Room: AAPM ePoster Library
Purpose: To further improve the performance of a deep-learning based CBCT augmentation technique by using transfer learning and patient-specific information.
Methods: A Unet model was developed to augment the quality of undersampled CBCT images from a 3D/4D CBCT scan. The model was first trained using a group of patients’ data, and then was fine-tuned using transfer learning and the patient-specific data. Two transfer learning methods were explored, including layer freezing and whole-network fine-tuning. The augmented CBCT with transfer learning was evaluated by comparing against the groundtruth images both qualitatively and quantitatively using structure similarity index matrix (SSIM) and peak signal-to-noise ratio (PSNR). The performance of patient-specific transfer learning model was compared against the original group based UNet model. The effect of projection number on the model performance was also studied.
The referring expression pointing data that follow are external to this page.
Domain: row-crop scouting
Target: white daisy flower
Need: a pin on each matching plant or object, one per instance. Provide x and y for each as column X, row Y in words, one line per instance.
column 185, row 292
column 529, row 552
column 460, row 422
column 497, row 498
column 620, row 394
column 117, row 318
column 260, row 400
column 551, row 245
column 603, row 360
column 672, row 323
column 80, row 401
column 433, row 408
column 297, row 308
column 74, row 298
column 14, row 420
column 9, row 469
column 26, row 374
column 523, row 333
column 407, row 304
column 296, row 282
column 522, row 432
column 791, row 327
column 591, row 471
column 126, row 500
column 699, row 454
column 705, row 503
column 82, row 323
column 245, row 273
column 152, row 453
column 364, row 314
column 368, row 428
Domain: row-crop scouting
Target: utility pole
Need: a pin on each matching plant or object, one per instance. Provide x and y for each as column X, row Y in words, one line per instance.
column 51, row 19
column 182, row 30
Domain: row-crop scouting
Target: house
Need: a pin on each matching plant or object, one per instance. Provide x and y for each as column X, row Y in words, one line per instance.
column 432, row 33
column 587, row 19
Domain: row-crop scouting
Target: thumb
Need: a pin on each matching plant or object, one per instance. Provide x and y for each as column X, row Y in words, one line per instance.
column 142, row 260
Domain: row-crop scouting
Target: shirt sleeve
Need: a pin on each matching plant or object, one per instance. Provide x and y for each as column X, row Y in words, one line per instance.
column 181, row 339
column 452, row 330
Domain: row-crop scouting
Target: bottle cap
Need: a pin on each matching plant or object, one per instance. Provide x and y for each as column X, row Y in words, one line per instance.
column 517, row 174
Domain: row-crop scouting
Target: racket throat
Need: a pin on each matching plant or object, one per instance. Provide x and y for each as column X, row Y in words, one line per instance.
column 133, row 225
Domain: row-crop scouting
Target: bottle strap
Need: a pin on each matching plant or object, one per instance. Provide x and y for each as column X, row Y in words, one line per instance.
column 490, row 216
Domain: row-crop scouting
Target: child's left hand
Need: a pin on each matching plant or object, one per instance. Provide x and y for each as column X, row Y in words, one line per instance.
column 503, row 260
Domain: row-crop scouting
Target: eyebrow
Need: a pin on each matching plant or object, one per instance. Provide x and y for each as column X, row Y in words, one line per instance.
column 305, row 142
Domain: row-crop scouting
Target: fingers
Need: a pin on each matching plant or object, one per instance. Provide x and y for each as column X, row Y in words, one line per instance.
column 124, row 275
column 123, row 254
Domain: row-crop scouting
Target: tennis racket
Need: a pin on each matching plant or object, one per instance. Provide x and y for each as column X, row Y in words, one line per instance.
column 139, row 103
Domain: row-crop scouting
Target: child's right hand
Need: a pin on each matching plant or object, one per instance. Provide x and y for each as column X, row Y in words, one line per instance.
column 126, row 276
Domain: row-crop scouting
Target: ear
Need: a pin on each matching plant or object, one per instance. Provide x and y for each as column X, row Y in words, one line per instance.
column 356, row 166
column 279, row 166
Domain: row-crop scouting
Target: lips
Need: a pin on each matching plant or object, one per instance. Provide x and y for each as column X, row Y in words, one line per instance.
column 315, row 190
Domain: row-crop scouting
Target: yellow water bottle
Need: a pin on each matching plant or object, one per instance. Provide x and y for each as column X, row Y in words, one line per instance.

Results: Qualitatively, transfer learning effectively improved the fidelity of detailed anatomical structures in the augmented CBCT, compared to the UNet model alone. Quantitatively, transfer learning improved SSIM from 0.924 to 0.958, PSNR from 33.77 to 38.42 for whole volumetric images. The two transfer learning methods had comparable performance in augmenting the images while the layer-freezing method was more time-efficient with training time as short as 10 minutes. The enhancement by transfer learning became more prominent as the number of projections used for CBCT reconstruction decreased to as low as 90.
Conclusion: The transfer learning method is efficient and effective in enhancing the performance of deep-learning methods for augmenting 3D/4D-CBCT images, which are valuable in IGRT applications. The study also demonstrated the potential of using transfer learning to retrain a group based deep-learning model into a patient-specific model to enhance its performance for the individual patients in various clinical tasks.
Funding Support, Disclosures, and Conflict of Interest: Supported by NIH grants R01-CA184173 and R01-EB028324.